Frankie Adao, the student’s father, published the class schedule on his blog: Chronicles of a Modern Dad. Noting that his son is an honor-roll student who has studied Chinese for several years — only to have the program abruptly ended — Adao wrote:

It is only the completion of the first week of school and I am already on Defcon 5 with the way things are going…. Let’s start from the first day of school. As normal the conversation at the dinner table went something like this …

Mom: How was your first day of school today?

Son: Okay.

Me: Just okay? It was your first day of 8th grade! Nothing exciting going on for the year?

Son: Nah! Not really.

Mom: Do you like all your teachers? Did you get any handouts or anything from your teachers?

Son: I got my schedule.

Dad: Go get it and let’s see what you will be doing this year.

This is what he pulled out of his newly organized book bag:

Adao, who attended the very same school as his son, wrote that the schedule did “not seem to be” suitable for an eighth-grader getting ready for high school, and he posted the schedule on a Facebook page for educational activists, Save Our Schools New Jersey. Other parents posted their children’s schedule, including this one:

Adao wrote:

“I know in suburban and better off communities the resources differ from district to district. Hell, Newark, is fighting to keep schools open! Never mind having courses like Ceramics and Google Hacks.
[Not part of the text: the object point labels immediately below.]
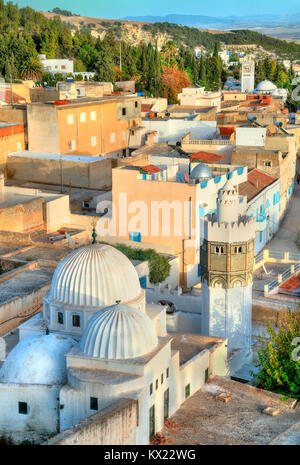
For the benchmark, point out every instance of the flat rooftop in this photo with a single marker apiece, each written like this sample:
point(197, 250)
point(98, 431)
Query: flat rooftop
point(84, 101)
point(10, 199)
point(54, 156)
point(160, 149)
point(190, 345)
point(25, 282)
point(203, 420)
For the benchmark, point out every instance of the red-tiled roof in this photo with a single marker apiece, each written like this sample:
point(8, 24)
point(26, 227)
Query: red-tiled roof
point(257, 181)
point(207, 157)
point(11, 130)
point(150, 169)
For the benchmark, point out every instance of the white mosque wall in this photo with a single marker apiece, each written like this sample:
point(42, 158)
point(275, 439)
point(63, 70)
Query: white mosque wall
point(42, 417)
point(173, 130)
point(184, 322)
point(227, 314)
point(266, 229)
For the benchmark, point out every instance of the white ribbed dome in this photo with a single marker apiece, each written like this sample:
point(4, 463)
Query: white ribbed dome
point(37, 360)
point(95, 276)
point(118, 332)
point(266, 86)
point(201, 172)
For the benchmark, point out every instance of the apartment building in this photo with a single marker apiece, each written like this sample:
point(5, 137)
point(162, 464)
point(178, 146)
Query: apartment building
point(89, 126)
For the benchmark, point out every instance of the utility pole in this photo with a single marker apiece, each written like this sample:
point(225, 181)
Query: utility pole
point(11, 95)
point(120, 56)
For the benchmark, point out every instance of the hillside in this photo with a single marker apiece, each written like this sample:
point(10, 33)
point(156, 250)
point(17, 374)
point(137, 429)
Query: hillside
point(135, 32)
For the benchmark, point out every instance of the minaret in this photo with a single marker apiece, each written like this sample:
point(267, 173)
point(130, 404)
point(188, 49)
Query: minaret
point(227, 259)
point(248, 76)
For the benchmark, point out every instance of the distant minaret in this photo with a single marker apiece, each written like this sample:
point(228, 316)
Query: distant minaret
point(248, 76)
point(227, 259)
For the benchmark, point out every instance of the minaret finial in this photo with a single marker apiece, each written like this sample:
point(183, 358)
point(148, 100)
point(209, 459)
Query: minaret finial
point(94, 235)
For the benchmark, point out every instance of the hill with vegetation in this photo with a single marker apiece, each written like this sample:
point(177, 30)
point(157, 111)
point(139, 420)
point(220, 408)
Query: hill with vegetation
point(158, 69)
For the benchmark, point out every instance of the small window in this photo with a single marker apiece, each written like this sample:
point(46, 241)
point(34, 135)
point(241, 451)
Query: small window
point(72, 145)
point(206, 375)
point(76, 321)
point(187, 391)
point(93, 403)
point(82, 117)
point(23, 408)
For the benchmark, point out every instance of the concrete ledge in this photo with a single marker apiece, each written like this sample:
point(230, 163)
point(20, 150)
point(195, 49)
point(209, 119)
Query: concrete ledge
point(100, 429)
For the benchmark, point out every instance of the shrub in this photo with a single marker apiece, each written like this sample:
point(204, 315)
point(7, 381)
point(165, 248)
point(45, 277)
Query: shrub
point(279, 370)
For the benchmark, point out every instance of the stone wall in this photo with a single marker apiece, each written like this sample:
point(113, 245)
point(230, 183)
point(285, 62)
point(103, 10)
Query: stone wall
point(22, 217)
point(114, 425)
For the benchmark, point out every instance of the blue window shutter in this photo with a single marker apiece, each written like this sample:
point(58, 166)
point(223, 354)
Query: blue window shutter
point(135, 236)
point(199, 269)
point(143, 282)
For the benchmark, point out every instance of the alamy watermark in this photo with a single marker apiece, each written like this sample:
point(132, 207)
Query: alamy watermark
point(169, 219)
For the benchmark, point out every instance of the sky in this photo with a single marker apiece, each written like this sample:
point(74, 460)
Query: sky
point(122, 8)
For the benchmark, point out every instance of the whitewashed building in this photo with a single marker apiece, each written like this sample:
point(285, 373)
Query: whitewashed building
point(57, 65)
point(95, 342)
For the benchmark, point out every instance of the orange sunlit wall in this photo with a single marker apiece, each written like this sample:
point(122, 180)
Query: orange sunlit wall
point(91, 129)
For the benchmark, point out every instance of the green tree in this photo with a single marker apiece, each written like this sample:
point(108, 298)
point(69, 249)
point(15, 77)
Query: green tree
point(31, 69)
point(278, 360)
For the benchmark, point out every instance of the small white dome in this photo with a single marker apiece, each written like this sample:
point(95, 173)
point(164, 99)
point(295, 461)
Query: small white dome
point(266, 86)
point(95, 276)
point(37, 360)
point(201, 172)
point(118, 332)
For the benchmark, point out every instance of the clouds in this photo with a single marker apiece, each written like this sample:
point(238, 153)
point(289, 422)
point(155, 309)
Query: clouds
point(123, 8)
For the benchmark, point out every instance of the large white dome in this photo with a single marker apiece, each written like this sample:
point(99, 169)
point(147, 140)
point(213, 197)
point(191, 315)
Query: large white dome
point(118, 332)
point(95, 276)
point(266, 86)
point(37, 360)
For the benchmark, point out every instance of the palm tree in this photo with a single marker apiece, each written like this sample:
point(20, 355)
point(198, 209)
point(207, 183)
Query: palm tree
point(31, 68)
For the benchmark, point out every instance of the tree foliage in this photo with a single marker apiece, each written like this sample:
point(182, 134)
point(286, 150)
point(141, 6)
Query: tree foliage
point(158, 264)
point(279, 370)
point(173, 81)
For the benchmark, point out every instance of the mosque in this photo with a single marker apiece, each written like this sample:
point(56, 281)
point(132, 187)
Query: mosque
point(95, 342)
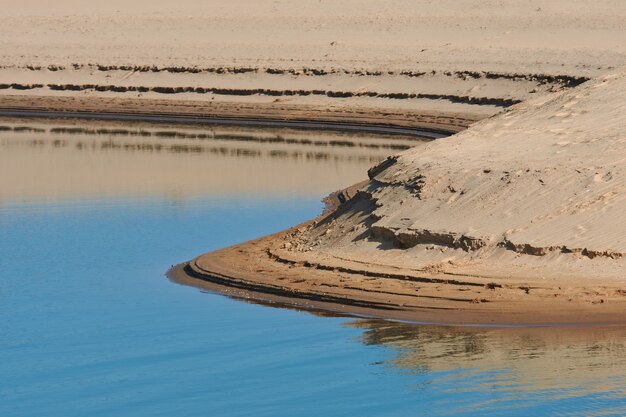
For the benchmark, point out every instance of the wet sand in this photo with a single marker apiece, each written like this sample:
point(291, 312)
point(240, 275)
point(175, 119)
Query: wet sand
point(438, 233)
point(517, 218)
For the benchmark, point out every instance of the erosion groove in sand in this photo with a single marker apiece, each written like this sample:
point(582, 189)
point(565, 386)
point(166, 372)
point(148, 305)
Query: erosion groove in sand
point(565, 80)
point(265, 92)
point(440, 235)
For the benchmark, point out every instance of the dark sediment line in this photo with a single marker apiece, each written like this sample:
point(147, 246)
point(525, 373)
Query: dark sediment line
point(559, 79)
point(490, 101)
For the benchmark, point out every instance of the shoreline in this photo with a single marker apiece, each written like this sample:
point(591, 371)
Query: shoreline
point(425, 124)
point(367, 257)
point(380, 290)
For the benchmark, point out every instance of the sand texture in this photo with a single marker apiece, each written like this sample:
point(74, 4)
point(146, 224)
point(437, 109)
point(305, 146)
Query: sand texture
point(518, 219)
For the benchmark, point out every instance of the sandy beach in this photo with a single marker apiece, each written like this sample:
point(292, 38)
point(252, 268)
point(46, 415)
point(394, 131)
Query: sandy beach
point(518, 217)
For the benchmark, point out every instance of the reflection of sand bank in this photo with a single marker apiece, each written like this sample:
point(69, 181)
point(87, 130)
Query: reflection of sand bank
point(592, 358)
point(44, 161)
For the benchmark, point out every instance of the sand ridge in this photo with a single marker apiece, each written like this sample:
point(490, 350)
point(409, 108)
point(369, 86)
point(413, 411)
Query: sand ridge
point(521, 212)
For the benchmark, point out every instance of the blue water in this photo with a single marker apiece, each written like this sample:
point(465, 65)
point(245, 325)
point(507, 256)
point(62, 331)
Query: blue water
point(91, 326)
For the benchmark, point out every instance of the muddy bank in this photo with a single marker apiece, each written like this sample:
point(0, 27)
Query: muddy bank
point(517, 220)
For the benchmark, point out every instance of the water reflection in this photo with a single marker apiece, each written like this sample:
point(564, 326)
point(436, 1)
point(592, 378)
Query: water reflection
point(509, 362)
point(80, 158)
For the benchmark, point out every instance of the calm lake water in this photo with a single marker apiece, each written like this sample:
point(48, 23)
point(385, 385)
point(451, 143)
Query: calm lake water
point(92, 216)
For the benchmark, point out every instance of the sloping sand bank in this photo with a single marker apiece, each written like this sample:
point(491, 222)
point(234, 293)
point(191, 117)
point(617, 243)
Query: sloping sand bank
point(519, 219)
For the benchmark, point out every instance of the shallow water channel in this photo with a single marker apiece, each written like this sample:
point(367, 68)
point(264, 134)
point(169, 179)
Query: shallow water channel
point(93, 214)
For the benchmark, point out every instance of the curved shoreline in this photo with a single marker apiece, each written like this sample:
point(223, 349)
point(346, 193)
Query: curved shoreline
point(437, 234)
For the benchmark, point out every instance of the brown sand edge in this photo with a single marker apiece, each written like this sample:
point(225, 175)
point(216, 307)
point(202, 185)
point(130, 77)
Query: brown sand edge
point(276, 114)
point(249, 272)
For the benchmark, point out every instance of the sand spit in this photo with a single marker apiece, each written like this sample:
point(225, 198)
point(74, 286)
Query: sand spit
point(523, 211)
point(519, 219)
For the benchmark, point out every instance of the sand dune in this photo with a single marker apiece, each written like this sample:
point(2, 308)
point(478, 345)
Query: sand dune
point(522, 211)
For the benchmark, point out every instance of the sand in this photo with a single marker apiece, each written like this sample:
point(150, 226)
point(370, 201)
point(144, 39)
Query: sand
point(519, 218)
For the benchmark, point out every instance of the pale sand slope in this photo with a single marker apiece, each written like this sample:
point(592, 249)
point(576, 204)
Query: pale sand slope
point(538, 192)
point(471, 56)
point(518, 219)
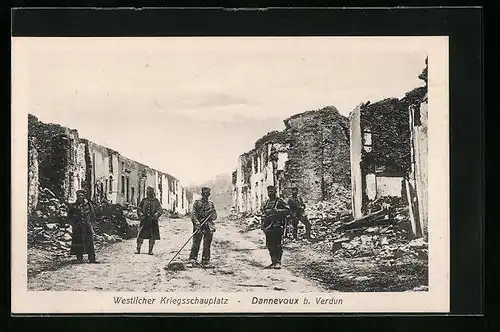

Ceramics, by the way is a course I did have in 8th grade at the very same school my son attends but no longer is available. The stark differences a child revives in education from district to district is an amazing and stark reality of how different and uneven the educational playing field is for our children.”

Julie Larrea Borst, a parent and New Jersey education activist, wrote a post of her own about this on her blog, Education Lessons From a Sparkly District. Borst (who gave me permission to republish) said:

Newark Public Schools have been under State control since July 1995. Twenty years. In that time, the citizens of Newark have had no say in what happens to their schools. They have watched their neighborhood schools close. They have watched as District money is funneled into charter schools. They have listened to the politicians in this state criticize the very District they are responsible for. Frankly, twenty years later, anything that is not working in Newark Public Schools is squarely on the State’s shoulders.

Have you ever wondered what a student’s schedule looks like? After all, New Jersey Department of Education is laser-focused on standardized test scores and being college and career ready. How does New Jersey translate that into the lives of the young citizens of Newark?

A Newark dad shared his child’s schedule. To my suburban friends, can you ever imagine your child bringing home a schedule that looks like this? Or a superintendent selling this to you? No? Me neither. This is outrageous.

ELA = English Language Arts. SS = Social Studies. It’s not possible to tell how often Social Studies will actually take place, but given that it’s not currently tested and used to condemn students, teachers, and schools, one would presume more time will be given to ELA. By the way, what the heck is a STEM class? In a 30-period week, they already have half devoted to STEM.

We hear a lot about STEM (Science, Technology, Engineering, Math). Really, we should be hearing more about STEAM (A = Arts), but I digress. Should any student be subjected to so narrow a curriculum? And in 8th grade no less!

Where are music? Chorus? Art class that’s more than one period a week? Languages? Gym that’s more than two periods a week?

College and career ready is all we hear about from the US Department of Education and the New Jersey Department of Education. They haven’t bothered to define what that is exactly, but from this schedule, for kids in Newark, it means ELA and Math to exclusion of all else that makes life interesting, worth living, and generally makes for a well-rounded person.